I love bread. It's serious folks, I bake some form of bread almost every day. Yesterday it was tortillas, today was homemade crust for our cheese pizza at lunch, Monday I made a loaf of the hearth bread you see in the photograph. This weekend it was two loaves of braided Oatmeal Sunflower Bread for a family get-together. I am blessed to own a wonderful bread mixer that I love but with the time constraints of homeschooling and keeping up with the brood, I was looking for a faster and easier option for my baking fixation.
Enter the no-knead bread method. This had been all over the internet but I just recently picked up the book at our library. If you are a cookbook reading nerd you will enjoy reading through his introduction and the descriptions of each recipe. If you are a bread snob like myself you will love the final product of his recipes. What I can't get over is how easy and quick it is to make fabulous bread following his methods. My only problem is that it makes one loaf. My family is ravenous and one loaf doesn't last too long. But I guess that's a good problem to have.
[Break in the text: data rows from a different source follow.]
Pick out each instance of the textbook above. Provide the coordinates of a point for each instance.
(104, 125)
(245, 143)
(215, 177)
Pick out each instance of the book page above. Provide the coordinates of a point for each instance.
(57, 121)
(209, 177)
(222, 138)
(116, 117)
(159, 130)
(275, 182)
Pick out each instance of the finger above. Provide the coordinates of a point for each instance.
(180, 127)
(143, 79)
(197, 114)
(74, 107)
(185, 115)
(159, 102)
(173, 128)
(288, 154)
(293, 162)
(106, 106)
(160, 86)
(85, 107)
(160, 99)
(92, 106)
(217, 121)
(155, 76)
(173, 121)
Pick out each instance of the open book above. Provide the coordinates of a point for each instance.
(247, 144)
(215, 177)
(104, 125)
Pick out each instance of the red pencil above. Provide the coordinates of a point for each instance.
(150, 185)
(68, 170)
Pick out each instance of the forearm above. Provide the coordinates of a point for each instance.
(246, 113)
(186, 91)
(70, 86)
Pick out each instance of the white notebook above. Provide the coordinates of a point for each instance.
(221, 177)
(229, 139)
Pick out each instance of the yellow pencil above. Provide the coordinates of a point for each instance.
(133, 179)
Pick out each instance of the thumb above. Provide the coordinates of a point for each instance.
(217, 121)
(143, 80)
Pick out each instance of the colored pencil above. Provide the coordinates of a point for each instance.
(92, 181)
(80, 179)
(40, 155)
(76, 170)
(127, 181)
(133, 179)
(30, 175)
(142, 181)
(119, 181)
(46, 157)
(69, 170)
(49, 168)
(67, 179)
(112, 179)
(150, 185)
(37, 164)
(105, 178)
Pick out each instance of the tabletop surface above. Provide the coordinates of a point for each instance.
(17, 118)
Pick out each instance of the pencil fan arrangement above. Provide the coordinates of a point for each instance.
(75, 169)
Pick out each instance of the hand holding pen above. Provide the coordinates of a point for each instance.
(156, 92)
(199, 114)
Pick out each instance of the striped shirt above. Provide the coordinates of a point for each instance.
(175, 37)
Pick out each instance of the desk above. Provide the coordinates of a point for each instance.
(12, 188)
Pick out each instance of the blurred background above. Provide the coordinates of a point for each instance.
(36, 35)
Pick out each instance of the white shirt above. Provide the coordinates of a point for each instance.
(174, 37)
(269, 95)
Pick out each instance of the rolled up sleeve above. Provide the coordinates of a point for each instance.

To make the loaf in the photograph I mixed 1 and 1/2 cups of whole wheat flour with 2 cups of white flour, 1 teaspoon of yeast, 1 and 1/2 teaspoons of salt and about 1 and 1/2 cup of water. It takes just enough water to make the dough come together, it will be sticky but that's okay. I stirred it together right before I went to bed, popped a lid on the bowl and left it on the counter. That's all! No kneading, watching or punching down. Nothing. The next morning, I turned the dough out onto the countertop after I sprinkled it with some flour and quickly shaped it into a ball. Then I dusted a cloth napkin heavily with flour and set the ball of dough, smooth side up on the napkin and let it rest. The dough is quite sticky so you have to work quickly but it isn't critical to get it smooth or perfect, just rounded up. After about an hour I put my cast iron pot with a lid into the oven while it heated to 450 degrees. About 45 minutes later I took the lid off the pan and tipped the risen loaf off of the napkin and into the pan. This is a bit nerve-wracking for recovering perfectionists but it will rise in the pan while it's baking and that seems to take care of any mess-ups in the dough transfer. The bread baked for 15 minutes with the lid on and 25 minutes with the lid off. Then all there is to it is to cool on a rack.
This recipe works great for pizza dough if you increase the yeast to 2 teaspoons and let it rest in the bowl for about 2 hours. I mix it up before we start school to make pizza for lunch. It just can't get any easier than that.
I hope you try it out and look for the book, he has so many other recipes that I didn't try out, not yet anyway!